Dopo la reunion del 2013, che aveva fruttato un altro Ep, l’ultima testimonianza concreta degli Unclaimed è questo “Creature of the Maui Loon“, full length uscito a metà marzo, praticamente postumo, sulla benemerita label italiana Teen Sound Records/Misty Lane, ormai veterana creatura di Massimo del Pozzo. Un disco che si apre con l’inaspettato garage/bubblegum pop melodico di “The Heart Never Forgets“, un pezzo tra i più melodici mai incisi dal combo di Los Angeles, seguito dal fuzz-beat di “Hunters and gatherers” (tra ritmi primitivi con tanto di “ugh!” e cori pop) ma tutta l’opera è ben messa a fuoco e lo smalto è quello dei giorni migliori, sia nei momenti più leggeri (“Kemosabe“) sia in quelli più energici come nel garage punk DOP di “(Not so good) Queen Bess“, e in “I found a girl” il garage rock classico è venato di inflessioni tiki-surf, mentre la (quasi) title track “Maui Loon” chiude il lato A vinilico con fuzz-beat che omaggia Zakary Thaks e Syndicate Of Sound. “Guitar M’Sheen Gun” apre il lato B con un altro garage revival à la Stems, e un allegro Ganz si mette anche a fischiettare nell’orecchiabile garage/bubblegum pop di “Just Can’t Understand“, e “Calling all girls” è un garage-beat dal piglio grintoso e spensierato. L’intenso beat anthemI’ll Always Cry For You” apre la parte conclusiva dell’Lp affidata al garage/folk di “Y.D. Girl” e a “Attila the hun“, chiaro rimando al vecchio moniker, posto in chiusura quasi a voler chiudere un cerchio lungo quarantacinque anni.

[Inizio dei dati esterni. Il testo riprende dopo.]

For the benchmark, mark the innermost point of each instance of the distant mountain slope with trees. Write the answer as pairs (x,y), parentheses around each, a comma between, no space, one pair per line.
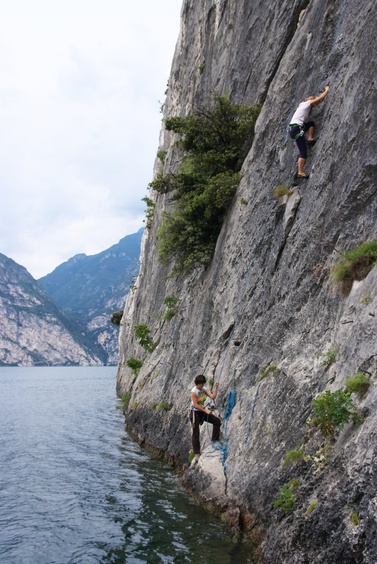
(91,288)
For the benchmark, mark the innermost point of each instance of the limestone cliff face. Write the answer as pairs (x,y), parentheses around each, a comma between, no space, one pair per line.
(267,299)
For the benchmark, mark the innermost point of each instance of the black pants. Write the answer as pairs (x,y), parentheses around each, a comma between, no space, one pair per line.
(301,141)
(197,417)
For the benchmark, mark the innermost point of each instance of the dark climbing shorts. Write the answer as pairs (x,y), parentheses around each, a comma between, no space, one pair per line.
(301,141)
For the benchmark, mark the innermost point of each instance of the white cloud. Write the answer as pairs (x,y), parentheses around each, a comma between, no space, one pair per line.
(82,83)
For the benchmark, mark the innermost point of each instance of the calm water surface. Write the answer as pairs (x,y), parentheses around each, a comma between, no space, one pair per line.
(75,489)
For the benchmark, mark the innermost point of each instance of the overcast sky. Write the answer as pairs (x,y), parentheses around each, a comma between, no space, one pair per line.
(81,86)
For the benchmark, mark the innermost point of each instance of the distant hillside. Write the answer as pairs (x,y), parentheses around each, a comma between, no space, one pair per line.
(33,330)
(91,288)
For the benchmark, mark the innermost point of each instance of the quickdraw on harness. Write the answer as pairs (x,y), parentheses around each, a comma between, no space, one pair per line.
(300,133)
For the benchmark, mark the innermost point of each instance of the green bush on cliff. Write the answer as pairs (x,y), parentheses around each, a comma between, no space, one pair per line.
(135,365)
(355,264)
(143,337)
(358,383)
(116,317)
(213,143)
(332,411)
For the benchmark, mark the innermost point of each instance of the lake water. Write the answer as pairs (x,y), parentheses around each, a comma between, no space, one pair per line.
(75,489)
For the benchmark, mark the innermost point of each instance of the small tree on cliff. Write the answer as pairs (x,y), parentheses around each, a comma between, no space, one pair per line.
(213,143)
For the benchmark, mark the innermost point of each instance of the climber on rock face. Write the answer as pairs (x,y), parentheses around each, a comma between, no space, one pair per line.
(198,413)
(299,126)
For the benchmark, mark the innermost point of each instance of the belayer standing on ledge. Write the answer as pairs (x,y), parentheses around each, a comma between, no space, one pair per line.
(299,126)
(198,414)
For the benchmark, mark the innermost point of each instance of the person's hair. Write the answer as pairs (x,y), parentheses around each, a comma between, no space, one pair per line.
(201,379)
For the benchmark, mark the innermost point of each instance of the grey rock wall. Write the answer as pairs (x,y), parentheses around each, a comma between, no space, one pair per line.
(267,298)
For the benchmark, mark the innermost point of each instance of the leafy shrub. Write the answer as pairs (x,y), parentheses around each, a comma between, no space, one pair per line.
(171,303)
(333,410)
(161,155)
(312,506)
(143,337)
(293,456)
(358,383)
(135,365)
(355,264)
(150,211)
(116,317)
(287,498)
(213,142)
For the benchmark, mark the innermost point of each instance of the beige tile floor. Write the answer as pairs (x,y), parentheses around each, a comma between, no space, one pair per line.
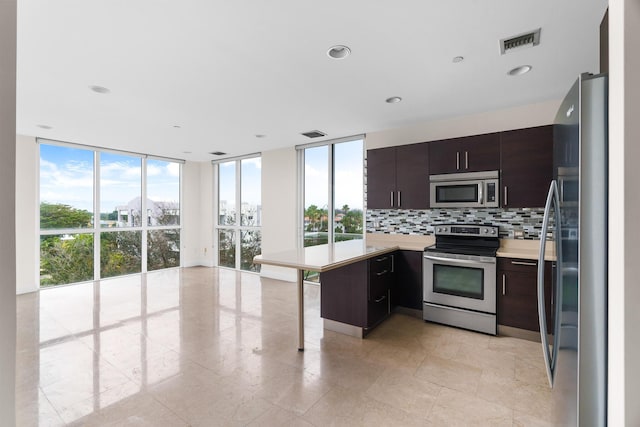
(208,347)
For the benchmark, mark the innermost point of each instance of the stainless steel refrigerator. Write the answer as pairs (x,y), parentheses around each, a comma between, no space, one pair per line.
(575,350)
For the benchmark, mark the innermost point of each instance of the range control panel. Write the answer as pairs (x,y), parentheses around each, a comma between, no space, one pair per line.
(465,230)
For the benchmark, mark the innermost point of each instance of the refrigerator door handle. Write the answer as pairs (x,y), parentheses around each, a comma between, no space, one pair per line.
(549,357)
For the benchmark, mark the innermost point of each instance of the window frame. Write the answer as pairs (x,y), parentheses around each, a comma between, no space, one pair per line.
(237,226)
(144,228)
(330,184)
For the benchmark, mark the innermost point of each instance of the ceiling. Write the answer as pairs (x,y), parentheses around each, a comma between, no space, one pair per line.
(190,77)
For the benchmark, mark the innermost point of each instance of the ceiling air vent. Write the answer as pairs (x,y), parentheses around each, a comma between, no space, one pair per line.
(314,134)
(529,39)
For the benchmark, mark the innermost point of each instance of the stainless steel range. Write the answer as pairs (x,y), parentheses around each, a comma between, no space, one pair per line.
(460,277)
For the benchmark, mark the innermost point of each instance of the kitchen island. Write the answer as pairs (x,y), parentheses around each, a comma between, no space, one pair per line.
(321,258)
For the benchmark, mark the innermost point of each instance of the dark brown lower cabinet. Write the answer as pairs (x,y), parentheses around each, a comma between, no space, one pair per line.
(358,294)
(407,291)
(518,295)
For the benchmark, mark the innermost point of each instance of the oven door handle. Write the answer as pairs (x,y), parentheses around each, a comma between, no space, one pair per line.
(458,261)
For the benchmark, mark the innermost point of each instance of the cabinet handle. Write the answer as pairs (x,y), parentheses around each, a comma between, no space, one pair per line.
(531,264)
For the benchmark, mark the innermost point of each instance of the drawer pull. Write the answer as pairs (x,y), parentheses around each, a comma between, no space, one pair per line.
(530,264)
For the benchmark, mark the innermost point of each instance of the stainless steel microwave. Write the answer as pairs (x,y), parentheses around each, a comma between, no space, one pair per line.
(465,190)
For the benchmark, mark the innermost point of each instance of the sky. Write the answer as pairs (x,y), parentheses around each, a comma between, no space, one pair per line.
(348,171)
(66,176)
(250,181)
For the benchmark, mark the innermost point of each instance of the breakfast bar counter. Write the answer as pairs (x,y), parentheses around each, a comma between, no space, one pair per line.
(320,259)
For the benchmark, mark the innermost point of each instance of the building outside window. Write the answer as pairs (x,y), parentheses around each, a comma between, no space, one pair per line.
(75,244)
(239,213)
(333,197)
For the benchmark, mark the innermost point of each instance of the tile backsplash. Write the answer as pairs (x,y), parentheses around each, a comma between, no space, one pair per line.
(524,223)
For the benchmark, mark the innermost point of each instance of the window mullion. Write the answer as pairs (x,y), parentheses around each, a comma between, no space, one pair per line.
(330,183)
(96,215)
(144,218)
(238,213)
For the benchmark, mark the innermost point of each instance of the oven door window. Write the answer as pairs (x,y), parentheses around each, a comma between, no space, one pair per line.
(463,193)
(465,282)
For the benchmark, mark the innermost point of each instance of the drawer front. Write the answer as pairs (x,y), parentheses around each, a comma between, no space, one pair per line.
(518,265)
(381,264)
(380,277)
(378,309)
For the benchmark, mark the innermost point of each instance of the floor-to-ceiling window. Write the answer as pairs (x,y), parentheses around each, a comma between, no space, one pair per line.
(239,212)
(333,191)
(333,186)
(137,227)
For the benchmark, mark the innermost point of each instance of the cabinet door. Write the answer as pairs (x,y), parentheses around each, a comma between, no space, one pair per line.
(444,156)
(344,294)
(518,295)
(407,290)
(380,282)
(381,178)
(480,153)
(527,166)
(412,176)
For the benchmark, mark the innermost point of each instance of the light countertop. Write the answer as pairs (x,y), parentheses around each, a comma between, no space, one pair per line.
(509,248)
(327,257)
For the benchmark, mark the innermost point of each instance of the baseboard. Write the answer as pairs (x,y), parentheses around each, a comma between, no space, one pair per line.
(279,273)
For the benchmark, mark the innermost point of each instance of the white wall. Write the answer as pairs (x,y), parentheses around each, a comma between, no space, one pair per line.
(197,214)
(7,210)
(27,279)
(624,205)
(493,121)
(279,208)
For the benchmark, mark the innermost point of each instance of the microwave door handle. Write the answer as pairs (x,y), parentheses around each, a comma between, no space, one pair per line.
(458,261)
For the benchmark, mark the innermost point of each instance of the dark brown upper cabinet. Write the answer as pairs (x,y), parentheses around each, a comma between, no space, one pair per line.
(527,166)
(468,154)
(398,177)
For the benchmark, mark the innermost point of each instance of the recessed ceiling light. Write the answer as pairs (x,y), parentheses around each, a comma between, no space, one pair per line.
(518,71)
(99,89)
(339,52)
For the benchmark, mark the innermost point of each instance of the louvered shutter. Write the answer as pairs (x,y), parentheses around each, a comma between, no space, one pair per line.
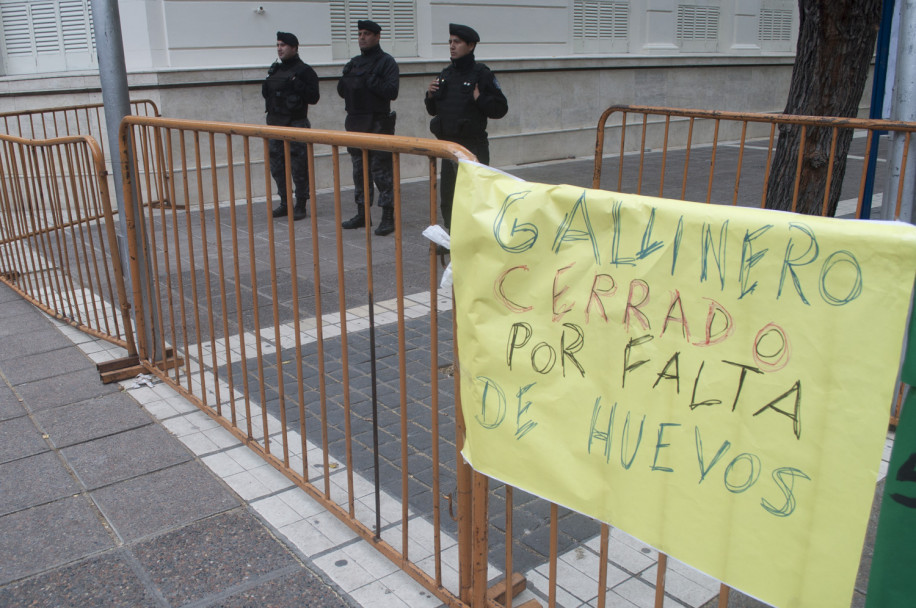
(398,19)
(47,35)
(774,27)
(601,26)
(697,27)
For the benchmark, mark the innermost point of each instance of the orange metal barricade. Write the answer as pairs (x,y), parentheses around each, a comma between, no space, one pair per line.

Creature of the Maui Loon” è, a suo modo, un disco di una bellezza struggente, se lo si considera attraverso l’ottica del rimpianto, pensando a quanto (buonissimo) materiale avrebbero potuto ancora regalarci Shelley Ganz e soci, e in ogni caso, al di là dell’aspetto emotivo (in ricordo del suo autore, questo long playing è già entrato di diritto nella lista degli album più suggestivi e importanti ascoltati, nel 2024, da chi vi scrive) rappresenta un eccellente commiato e il testamento sonoro che attesta definitivamente, e a futura memoria di chi vorrà goderne e trarne ispirazione, l’ottima caratura del materiale proposto dai nostri, sempre improntato sulla purezza del sound e di un ideale spazio-temporale (incentrato anche sul look e un immaginario underground di fumetti e B-movies) cristalizzato sulla prima metà degli anni Sessanta (al massimo 1966) ma riletta con un gusto e una maestria scintillanti. Grazie Shelley, (garage) rock in peace.